To transition, the dealership is touting fuel economy whenever possible, passing out tables demonstrating gas savings and a “Fuel Advantage Reference Guide” brochure that contrasts GM cars with competing models. Even the Yukon warrants a mention: “Better available fuel economy than any other competitor.”
They're being realistic about fuel, too. On the lot, Ron Morrison, who was helping a friend look at a Pontiac G6, asked salesman John Pleasants whether a V-6 engine did anything more than provide more passing power on the highway. “Yeah, burn more gas, to be honest,” Pleasants replied.

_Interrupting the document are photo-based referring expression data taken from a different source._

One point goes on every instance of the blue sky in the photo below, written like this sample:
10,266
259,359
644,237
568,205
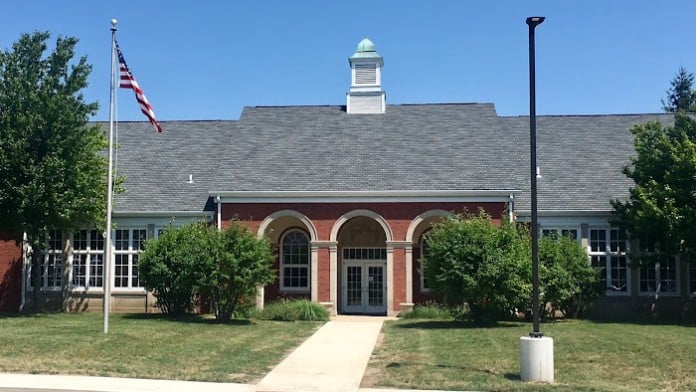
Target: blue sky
208,59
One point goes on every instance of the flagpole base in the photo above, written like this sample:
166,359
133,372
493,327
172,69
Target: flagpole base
536,359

Also important is keeping small cars in stock. That's a major task, given that car lots across the country are selling them nearly as fast as they arrive and are constantly hungry for more, Chevy dealership sales manager Joe Bonadonna said. Mynatt Chevy, for instance, had only one 2008 Cobalt – a compact car – on the lot, although they said they could find additional choices from other dealers.

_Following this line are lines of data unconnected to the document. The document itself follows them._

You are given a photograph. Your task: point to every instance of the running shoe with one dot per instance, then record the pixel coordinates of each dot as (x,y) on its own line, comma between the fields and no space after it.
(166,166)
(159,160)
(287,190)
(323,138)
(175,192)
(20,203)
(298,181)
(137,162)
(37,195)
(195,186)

In addition, the approach involves offering low prices on SUVs. A champagne-colored 2008 Chevy Tahoe with leather seats, for instance, was selling for $33,315 Saturday, nearly $10,000 below the sticker price.
Families and casual buyers that once bought SUVs for style, comfort and safety are particularly reconsidering their purchases, salespeople said. However, many customers continue to need trucks for work, and the new deals are proving a lure for others.
“The zero-percent financing got me in here,” said Michael Ritter, 31, of Concord. The incentive, he said, was the push he needed to trade his 2007 Hummer H3 for a new Silverado full-size pickup.
The truck offers more room for family outings, household tasks and hauling, he said. Because it will be used for mostly short trips around town, he said, gas prices weren't a major issue, although the Silverado does get slightly better mileage than the Hummer – 18 miles a gallon highway, compared with 15 to 17. But for commutes to work at a door distributor in Greensboro, he said, he's looking to trade his Pontiac G6 for even more fuel-efficient car.
Gas was also on the mind of Lew and Donna Davidson of Concord, who found out about the GM sale via e-mail and left Saturday with their fourth Tahoe – the sole hybrid the dealership had in stock. It gets about 22 miles a gallon, up from the 14 to 20 the standard model receives, and was eligible for only a $4,000 loyalty discount, for current GM customers.
“We're very, very concerned about this gas price situation and the price of fuels,” Lew Davidson said. The hybrid, he said, allows them to keep what they've loved about their previous Tahoes – rugged and long-lasting cars they used to tow horses and grandkids – while being more environmentally conscious.
By the end of the day Saturday, the Chevy dealership had sold seven vehicles – two used cars, a used truck, a used SUV, two new trucks and the Tahoe hybrid.
And though that still left plenty of SUVs available, those there to sell them believe with a salesperson's optimism that they'll find good homes – as long as the price is right. “There's a buyer for every vehicle on this lot,” Loudner said.